Perhaps later there will be more. Perhaps the apartment door will open more often. Perhaps the terrace will return as a place and not an accusation. Perhaps the canned food empire will fall. Perhaps the city will again become tolerable in pieces: a lane, a tea stall, a winter sunbeam not yet converted into particulate matter, a conversation that does not end in exhaustion.
Or perhaps not.
For now, this is what I have. A small room against the larger storm. A quiet life that looks, from outside, like failure, but from inside, on certain days, feels like a negotiated ceasefire. The mob remains outside. The mango tree remains unvisited. The invectives stay mostly in the skull, where at least they can do less civic damage. The body learns, slowly, that not every silence is abandonment. The mind learns, even more slowly, that absence of pain is not fraud.

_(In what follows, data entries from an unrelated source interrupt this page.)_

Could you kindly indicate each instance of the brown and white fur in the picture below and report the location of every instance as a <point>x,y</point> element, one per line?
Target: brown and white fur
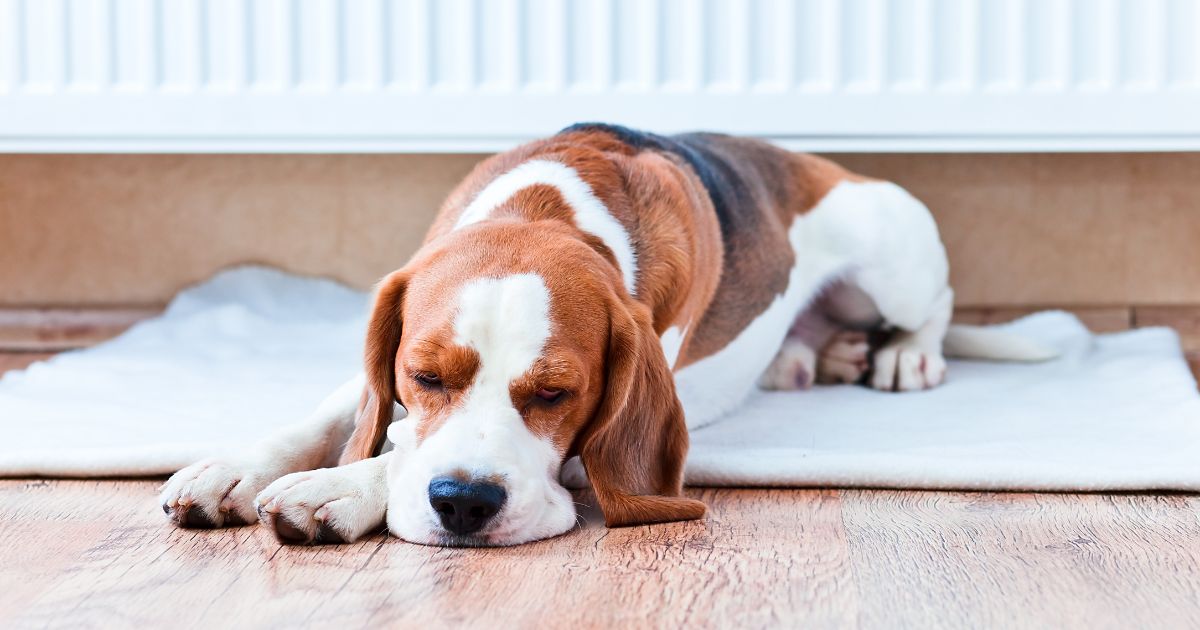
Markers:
<point>597,294</point>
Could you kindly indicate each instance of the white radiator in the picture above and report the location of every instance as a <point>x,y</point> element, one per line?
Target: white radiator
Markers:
<point>484,75</point>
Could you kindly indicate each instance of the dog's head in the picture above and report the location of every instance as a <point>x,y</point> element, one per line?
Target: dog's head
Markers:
<point>514,346</point>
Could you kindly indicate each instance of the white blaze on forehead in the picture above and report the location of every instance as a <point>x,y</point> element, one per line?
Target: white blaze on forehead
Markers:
<point>591,214</point>
<point>507,322</point>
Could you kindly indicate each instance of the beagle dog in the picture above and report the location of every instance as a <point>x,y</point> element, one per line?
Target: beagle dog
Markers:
<point>597,294</point>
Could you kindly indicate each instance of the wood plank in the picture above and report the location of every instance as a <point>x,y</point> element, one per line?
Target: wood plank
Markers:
<point>99,553</point>
<point>787,564</point>
<point>60,329</point>
<point>1025,561</point>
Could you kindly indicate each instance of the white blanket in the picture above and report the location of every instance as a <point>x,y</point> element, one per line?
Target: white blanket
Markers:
<point>253,349</point>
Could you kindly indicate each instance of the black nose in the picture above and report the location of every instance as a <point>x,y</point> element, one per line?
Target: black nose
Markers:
<point>465,508</point>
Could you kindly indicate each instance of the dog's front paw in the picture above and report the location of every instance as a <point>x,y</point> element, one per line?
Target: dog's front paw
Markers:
<point>214,493</point>
<point>845,359</point>
<point>795,367</point>
<point>325,505</point>
<point>906,365</point>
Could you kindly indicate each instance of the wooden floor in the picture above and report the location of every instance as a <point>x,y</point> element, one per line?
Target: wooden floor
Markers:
<point>101,555</point>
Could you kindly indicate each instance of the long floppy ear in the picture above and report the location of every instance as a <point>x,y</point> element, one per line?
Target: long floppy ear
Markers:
<point>383,341</point>
<point>634,449</point>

And if happiness arrives at all, it may not enter like a festival procession with drums, lights, relatives, sweets, and three unsolicited opinions about my future. It may come as something much duller and more merciful.
A day without quicksand.
A day in which nothing inside me has to be dragged out by the hair.
A day in which being alone is not proof of ruin, but the plain, unfashionable architecture by which ruin is kept from becoming worse.